Review: 'Play On!' has layers of fun
Garbled lines, personal tensions and an interfering playwright plague the cast of "Murder Most Foul," which bring laughs to the audience of The Phipps' most recent production "Play On!"
A play within a play, the production follows the cast and crew behind-the-scenes and on-stage as they attempt to prepare for opening night.
The dynamic creates an intimacy with the audience, so they feel they are a part of the cast itself. Watching the actors slip from their "Murder Most Foul" characters into their "real" persona, makes the audience feel like they're really seeing behind-the-scenes, even if it is just another layer of characters. One of the best moments of the performance comes when the group is rehearsing the play within a play, and Violet, played by Lisa Shafer, mixes up her lines, causing her fellow cast members to slip out of their characters. Both audience and actor are laughing together at the mistake, and the audience is a part of the moment.
The multiple layers of characters also brings multiple layers of humor. Audiences can laugh and enjoy the barbs thrown between cast and crew members behind the scenes. Then once the director calls "curtain," new humor is found in the often exaggerated motions and overacting the actors take on while in character.
When the premiere comes around in act three, the audience is laughing the whole way through.
Hudson locals Jack Clauss and Karla Haas provide the backstage dynamics as stage manager Algie and crew member Louise, alternating between throwing each other under the bus and helping each other out. Clauss' sarcastic remarks, always perfectly timed, are one of the funniest parts of the play. Shafer, Olivia Martin, Colin Eral, Andrew Robertson, Darcy McDowell and Mike Brown impressively take on two roles as the cast members of "Murder Most Foul," slipping between fancy lords and ladies and exasperated actors easily.

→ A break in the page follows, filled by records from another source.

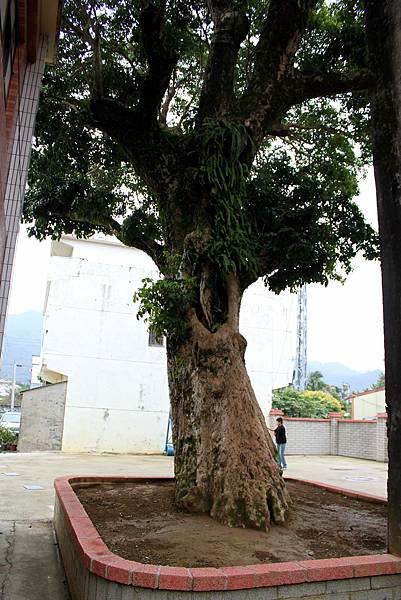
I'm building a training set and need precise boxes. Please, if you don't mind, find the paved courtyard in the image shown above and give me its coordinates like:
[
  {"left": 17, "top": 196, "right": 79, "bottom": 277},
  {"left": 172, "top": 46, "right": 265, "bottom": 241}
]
[{"left": 0, "top": 452, "right": 387, "bottom": 600}]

Anne Spradley takes on the interrupting personality of the playwright Phyllis who comes in "you-hooing" at the worst moments to make drastic changes to the scripts. Her giddy, sometimes clueless manner helps the audience once again relate to the actors, feeling their frustration. Tricia Cook as director Gerry attempts, and usually fails, to rein everything in, adding to the laughs.
The staging shows the progress a real production might have, going from metal chairs to a few real pieces to fully furnished throughout the three acts.
Overall, "Play On!" captures the authenticity of what goes into putting on a production like this. From the coffee breaks to wardrobe malfunctions, it all feels like the audience is peeking backstage.
"Play On!" runs July 14-30 with shows on Fridays and Saturdays at 7:30 p.m. and Sundays at 2:30 p.m. Tickets are $26 for adults and $19 for students.